Researchers used existing contact tracing data to find 8,852 close contacts to those patients during the time they were contagious.
Close contacts who interacted with a COVID-19 patient between two days before, or three days after, the first appearance of their symptoms were more likely to catch the virus.
The risk of transmission increased by around 30 percent, implying that patients are more contagious during that window of time.
‘Our study suggests that transmission of COVID-19 is most likely if contacts are exposed shortly before and after symptom onset in the index patient,’ the authors wrote.
Contracting COVID-19 from a symptomatic person makes a person more likely to have symptoms themselves. Those who are believed to have caught Covid from someone with symptoms were only 30% as likely to be asymptomatic
People who contracted the virus and did not show any symptoms were also less likely to spread it.
Researchers found that those with mild COVID-19 symptoms were four times as likely to spread the virus than someone who was asymptomatic.
Patients with moderate symptoms were 4.3 times as likely to spread the virus when compared to asymptomatic people.
Those who contracted the virus from a symptomatic person were also around 30 percent as likely to have an asymptomatic case as those who contracted the virus from someone without symptoms.

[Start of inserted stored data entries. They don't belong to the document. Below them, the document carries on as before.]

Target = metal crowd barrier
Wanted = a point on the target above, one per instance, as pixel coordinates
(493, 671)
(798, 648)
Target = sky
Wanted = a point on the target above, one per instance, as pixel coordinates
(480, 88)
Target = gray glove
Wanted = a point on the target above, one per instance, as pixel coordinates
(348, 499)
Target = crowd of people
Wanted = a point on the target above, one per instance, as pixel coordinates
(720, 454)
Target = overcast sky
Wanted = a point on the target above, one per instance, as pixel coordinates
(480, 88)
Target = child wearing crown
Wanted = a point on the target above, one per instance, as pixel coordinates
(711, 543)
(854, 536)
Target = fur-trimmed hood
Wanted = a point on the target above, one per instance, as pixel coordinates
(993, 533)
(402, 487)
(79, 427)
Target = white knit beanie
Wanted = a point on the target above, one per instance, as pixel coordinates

‘We found that contacts exposed to asymptomatic index patients were less likely to develop COVID-19, and, given infection, were more likely to be asymptomatic,’ the researchers wrote.

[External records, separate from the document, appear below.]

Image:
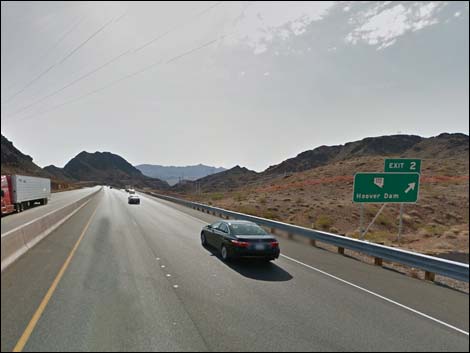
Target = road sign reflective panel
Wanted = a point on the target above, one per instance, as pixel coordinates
(386, 187)
(402, 165)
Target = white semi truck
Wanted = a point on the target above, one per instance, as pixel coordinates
(20, 192)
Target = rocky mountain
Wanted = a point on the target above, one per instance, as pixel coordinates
(372, 146)
(15, 162)
(173, 175)
(226, 180)
(108, 168)
(58, 173)
(443, 146)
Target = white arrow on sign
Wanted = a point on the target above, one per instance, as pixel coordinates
(411, 186)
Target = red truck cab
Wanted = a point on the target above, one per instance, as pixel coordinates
(7, 195)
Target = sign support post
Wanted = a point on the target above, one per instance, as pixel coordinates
(400, 224)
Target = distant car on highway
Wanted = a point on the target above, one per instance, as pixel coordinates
(236, 239)
(133, 199)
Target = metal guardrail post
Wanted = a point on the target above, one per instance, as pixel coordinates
(431, 265)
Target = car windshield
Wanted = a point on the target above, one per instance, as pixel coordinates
(246, 229)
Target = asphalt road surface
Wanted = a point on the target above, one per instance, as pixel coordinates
(139, 280)
(57, 201)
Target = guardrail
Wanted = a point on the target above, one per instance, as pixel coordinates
(430, 264)
(16, 242)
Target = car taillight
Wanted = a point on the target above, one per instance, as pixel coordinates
(240, 244)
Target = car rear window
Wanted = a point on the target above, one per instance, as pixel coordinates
(247, 229)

‘This result suggests that there may be a dose-response association between severity of the index patient’s case of COVID-19 and clinical presentation among contacts.
‘If confirmed in other studies, this result may suggest additional secondary benefits associated with reducing case severity of individuals with COVID-19 through vaccination or prompt diagnosis and treatment.’
The research team believes these findings could be a key to understanding the virus, how it spreads, and how to perform contact tracing.
Reducing symptoms also seems to reduce spread, meaning that getting vaccinated could be even more important.
‘These results have important implications for understanding transmission dynamics of COVID-19 and are consistent with recent results suggesting that viral load may peak at two days before symptom onset and decline quickly after one week of symptoms,’ they wrote.